Можно проследить, как в стихотворении “Лето” автобиографические воспоминания отливаются в форму контактов: явленье иволог китайкой желтит стволы, шесть женщин топчут луга. А в конце — уже не в качестве воспоминаний — аравийский ураган ложится под руки арфистки Мэри, сами имена “Мэри” и “Диотима” (последнее — в вокативе) демонстрируют контакт автора с этими мифологическими личностями.
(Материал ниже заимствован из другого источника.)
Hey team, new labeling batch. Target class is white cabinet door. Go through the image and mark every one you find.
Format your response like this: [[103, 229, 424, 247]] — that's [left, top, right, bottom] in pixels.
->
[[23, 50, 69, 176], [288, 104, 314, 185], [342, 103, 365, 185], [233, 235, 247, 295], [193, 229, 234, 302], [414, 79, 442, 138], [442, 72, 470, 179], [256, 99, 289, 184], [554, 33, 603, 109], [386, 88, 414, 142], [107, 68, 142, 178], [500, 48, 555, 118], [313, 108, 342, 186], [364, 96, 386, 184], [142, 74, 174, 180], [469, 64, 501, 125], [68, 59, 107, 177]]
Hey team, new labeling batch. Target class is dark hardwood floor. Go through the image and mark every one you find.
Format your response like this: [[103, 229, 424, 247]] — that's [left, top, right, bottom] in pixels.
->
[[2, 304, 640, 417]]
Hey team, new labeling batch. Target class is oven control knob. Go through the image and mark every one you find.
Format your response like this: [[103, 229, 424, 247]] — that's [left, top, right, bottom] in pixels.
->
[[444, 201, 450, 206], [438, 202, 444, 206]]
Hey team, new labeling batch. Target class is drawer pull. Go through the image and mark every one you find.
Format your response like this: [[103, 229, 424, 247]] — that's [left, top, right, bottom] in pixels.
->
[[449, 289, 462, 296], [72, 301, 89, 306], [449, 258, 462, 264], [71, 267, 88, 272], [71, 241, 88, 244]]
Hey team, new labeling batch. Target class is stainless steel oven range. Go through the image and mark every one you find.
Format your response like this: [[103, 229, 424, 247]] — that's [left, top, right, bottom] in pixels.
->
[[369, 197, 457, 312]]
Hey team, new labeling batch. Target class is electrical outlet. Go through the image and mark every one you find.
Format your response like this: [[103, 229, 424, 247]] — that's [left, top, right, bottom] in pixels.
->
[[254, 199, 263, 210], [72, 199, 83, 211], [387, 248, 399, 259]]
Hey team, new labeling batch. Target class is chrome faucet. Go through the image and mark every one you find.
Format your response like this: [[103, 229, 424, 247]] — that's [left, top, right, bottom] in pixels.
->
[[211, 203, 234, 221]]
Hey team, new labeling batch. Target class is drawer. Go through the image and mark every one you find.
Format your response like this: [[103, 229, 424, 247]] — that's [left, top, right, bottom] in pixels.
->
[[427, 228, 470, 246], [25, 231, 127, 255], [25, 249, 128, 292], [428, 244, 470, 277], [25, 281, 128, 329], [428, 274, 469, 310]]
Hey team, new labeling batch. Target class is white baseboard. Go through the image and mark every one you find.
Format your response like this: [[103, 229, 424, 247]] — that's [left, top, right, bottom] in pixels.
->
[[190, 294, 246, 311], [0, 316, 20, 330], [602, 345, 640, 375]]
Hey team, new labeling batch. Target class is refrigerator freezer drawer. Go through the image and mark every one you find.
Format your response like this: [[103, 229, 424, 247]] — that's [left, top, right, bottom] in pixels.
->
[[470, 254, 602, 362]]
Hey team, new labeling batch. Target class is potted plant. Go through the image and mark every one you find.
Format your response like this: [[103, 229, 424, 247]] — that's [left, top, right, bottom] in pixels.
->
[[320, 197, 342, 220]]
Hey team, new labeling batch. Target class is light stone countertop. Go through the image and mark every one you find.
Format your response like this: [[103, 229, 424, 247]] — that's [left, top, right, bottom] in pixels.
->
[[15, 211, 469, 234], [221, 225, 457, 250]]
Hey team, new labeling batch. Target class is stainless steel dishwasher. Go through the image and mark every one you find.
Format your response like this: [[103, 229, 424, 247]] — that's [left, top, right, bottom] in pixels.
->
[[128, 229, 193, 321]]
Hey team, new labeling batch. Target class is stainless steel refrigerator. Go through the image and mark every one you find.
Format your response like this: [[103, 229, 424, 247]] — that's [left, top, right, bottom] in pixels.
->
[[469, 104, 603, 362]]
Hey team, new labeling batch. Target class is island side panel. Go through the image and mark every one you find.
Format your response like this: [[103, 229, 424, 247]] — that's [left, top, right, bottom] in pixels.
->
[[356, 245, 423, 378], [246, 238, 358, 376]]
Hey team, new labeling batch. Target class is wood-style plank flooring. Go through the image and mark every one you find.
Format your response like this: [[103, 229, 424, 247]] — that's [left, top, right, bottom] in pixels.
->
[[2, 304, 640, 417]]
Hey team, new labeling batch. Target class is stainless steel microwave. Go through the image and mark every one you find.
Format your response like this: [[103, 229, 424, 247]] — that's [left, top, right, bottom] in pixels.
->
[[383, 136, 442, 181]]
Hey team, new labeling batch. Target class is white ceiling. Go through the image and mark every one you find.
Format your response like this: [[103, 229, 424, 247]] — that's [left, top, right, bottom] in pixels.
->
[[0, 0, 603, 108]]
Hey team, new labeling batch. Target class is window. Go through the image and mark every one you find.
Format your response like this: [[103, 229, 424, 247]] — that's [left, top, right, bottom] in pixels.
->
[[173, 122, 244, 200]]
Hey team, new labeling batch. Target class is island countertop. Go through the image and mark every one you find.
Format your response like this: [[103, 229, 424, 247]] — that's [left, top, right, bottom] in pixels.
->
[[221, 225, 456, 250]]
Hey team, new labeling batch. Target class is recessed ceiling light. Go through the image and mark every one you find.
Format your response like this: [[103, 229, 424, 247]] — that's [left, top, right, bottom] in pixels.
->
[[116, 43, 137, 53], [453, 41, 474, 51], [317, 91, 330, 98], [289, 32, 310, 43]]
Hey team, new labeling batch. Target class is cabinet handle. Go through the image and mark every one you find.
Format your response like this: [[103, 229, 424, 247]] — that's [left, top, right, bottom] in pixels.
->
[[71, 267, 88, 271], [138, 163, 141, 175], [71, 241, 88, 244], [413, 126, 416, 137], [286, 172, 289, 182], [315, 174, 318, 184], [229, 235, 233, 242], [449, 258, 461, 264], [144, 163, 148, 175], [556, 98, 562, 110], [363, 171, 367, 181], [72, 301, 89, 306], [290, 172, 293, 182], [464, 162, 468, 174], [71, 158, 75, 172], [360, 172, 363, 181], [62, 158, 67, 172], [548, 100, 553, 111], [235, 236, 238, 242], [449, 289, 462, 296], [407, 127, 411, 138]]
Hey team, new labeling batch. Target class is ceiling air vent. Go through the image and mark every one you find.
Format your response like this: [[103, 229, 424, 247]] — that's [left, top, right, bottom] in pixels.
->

В своем докладе Жолковский специально остановился на употреблении  Пастернаком имен в качестве демонстрации близости к (контакта с) носителям этих имен: “Давайте с первых строк обнимемся, Паоло!” (к Паоло Яшвили). Контакт особенно глубок в случае уменьшительной формы: “Вам в дар баллада эта, Гарри” (к  Г. Г. Нейгаузу).

4. Сюжет стихотворения “Мельчукам” –  тот самый доклад А. К. Жолковского на семинаре ВИНИТИ незадолго до 20 ноября 1970 г., в каковом докладе и излагались взгляды Жолковского на поэтический мир Пастернака.
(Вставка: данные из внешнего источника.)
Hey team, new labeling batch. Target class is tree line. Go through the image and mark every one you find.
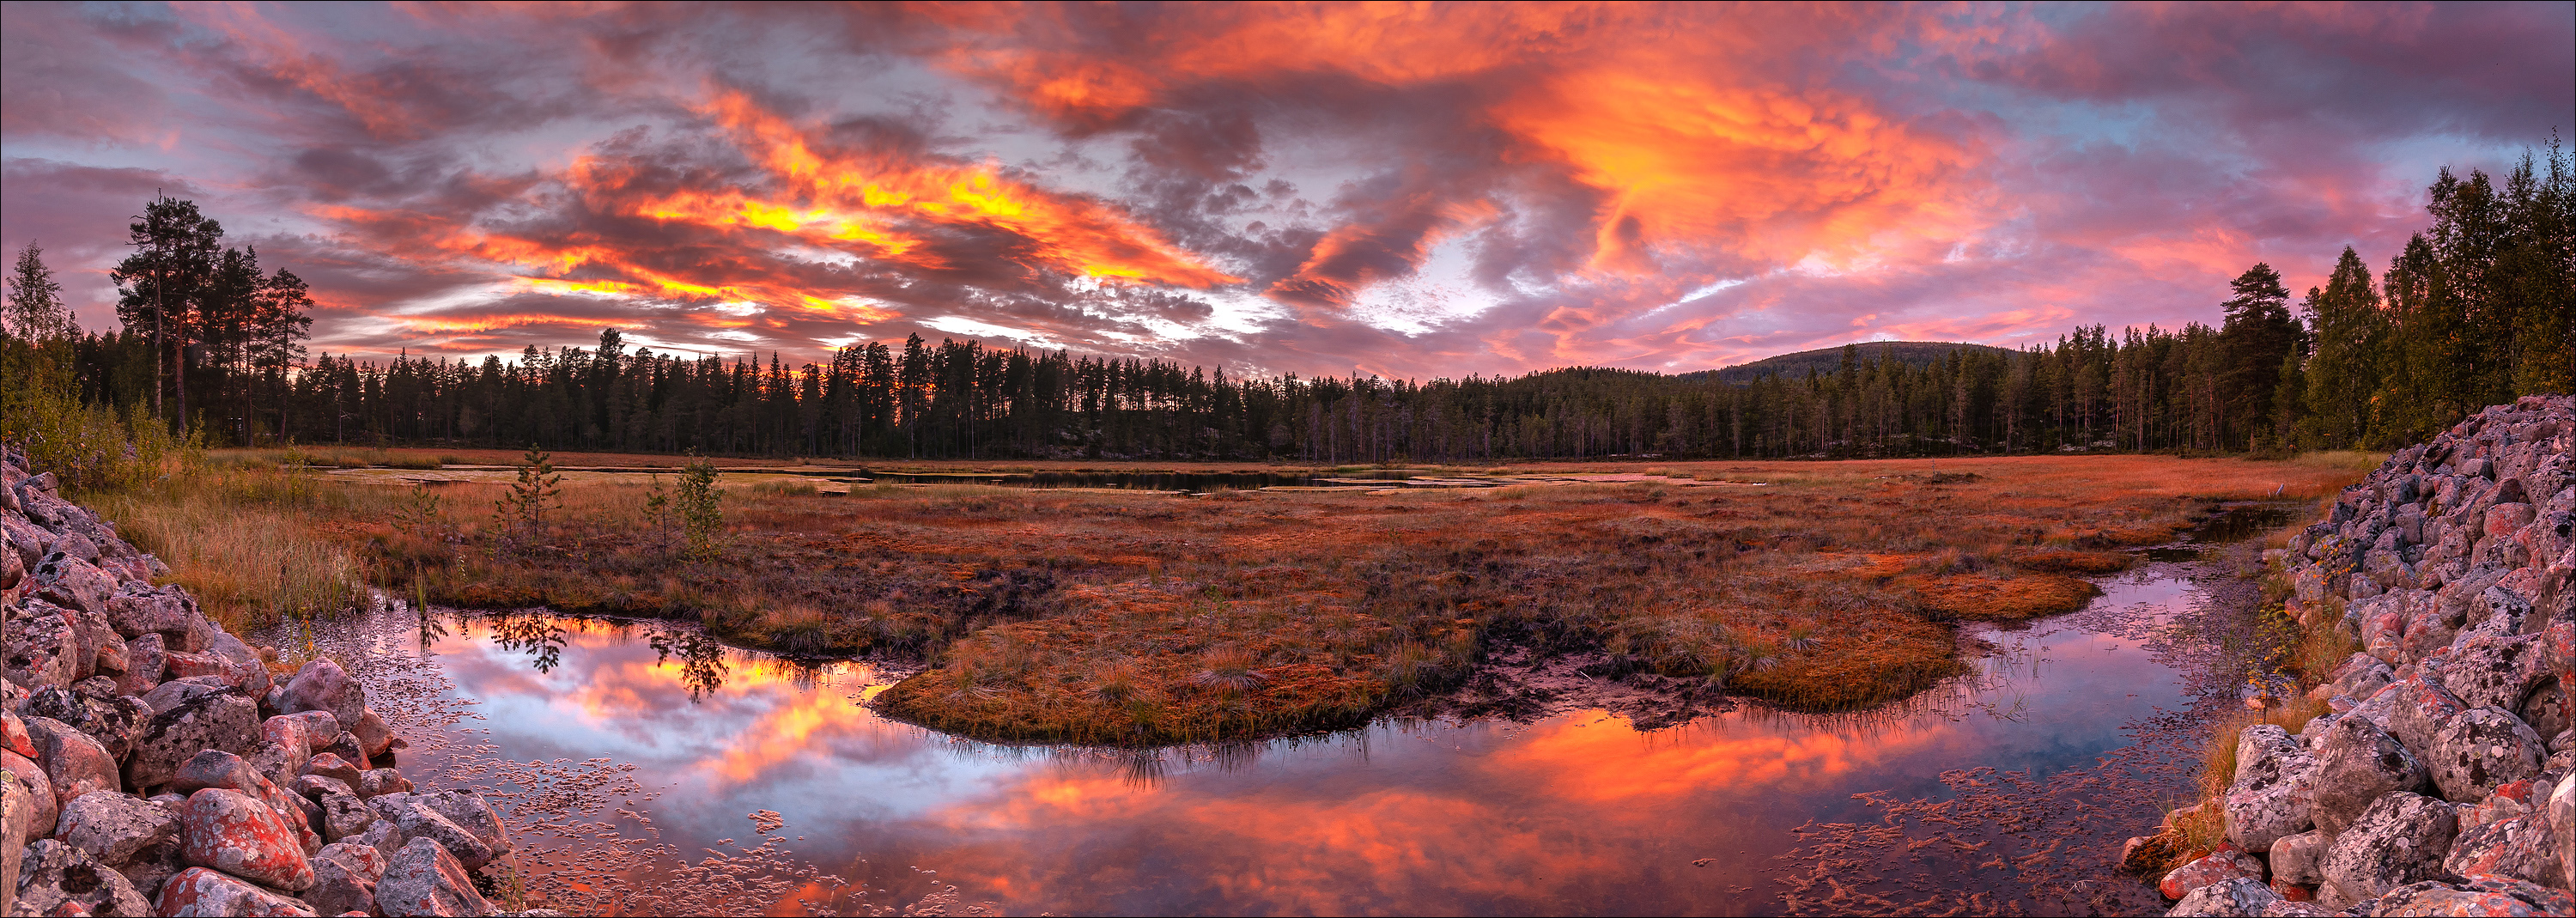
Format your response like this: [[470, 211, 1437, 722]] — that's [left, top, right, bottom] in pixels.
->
[[4, 143, 2567, 471]]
       МЕЛЬЧУКАМИ здесь, как там: одна игра,
И в фуге — скрип и дрожь фрамуги.
И липнут к спицам “Центрифуги”
Крупинки смальты и добра.
И тщетны облаков потуги
Не отразиться в баккара.
Но небосводу невдомек,
Что вышмыгнули предикаты,
Что, нагловаты и патлаты,
Юнцы сочатся сквозь порог,
Однообразны, как солдаты.

О ссадины вкруг кадыков
От вешавшихся дураков!

Ноябрьский день был вряд ли рад
Тому, что было все в разгуле,
Тому, что жизнь гудящим ульем
Врывалась в зданье невпопад:
Он мел крошил и метил стулья,
И вскипывал, как водопад;
Но поздно — начался доклад.

Был сразу скомкан этот бред,
Когда, как прядь, откинув скромность,
Вы встали, как сама огромность,
Как Хам, как Сим. как Иафет.

Вопрос, другой, ответ, и кстати
Подобранный, но спорный факт,
И захлебнувшийся в цитате,
Но, как  лосось на перекате,
Выныривающий, — контакт.

Контакт, достигший высшей фазы,
Контакт, исторгнувший восторг.
Контакт черники, слизня, глаза,
Несущий травму, как заразу.
— Но, впрочем, до другого раза
Оставлю этот разговор.

С годами мне сыграют Брамса.
Я снова вспомню Ваше хамство,
Очки, и челку, и задор,
И Ваш доклад на семинаре,
И наобум летящий вздор.
— Все вспомню и не разбазарю.

Как фаллос, вы стояли, Алик,
Как залп, как женский крик “Пусти!”,
И отблеск Тарту сообщали
Обличью скромных ВИНИТИ.
                            20 ноября 1970 г.

18.X. 92.

————————————————-
* В другом докладе Жолковского эпизоды “Войны и мира” сопоставлялись с синхронными с ними (по времени написания автором) детскими рассказами Толстого. Обнаруживалось единство тем-“инвариантов”. Помнится, один из таких инвариантов был назван Жолковским так: “Дым рассеялся”.

“Новое литературное обозрение” N 17 (1996): 355-357.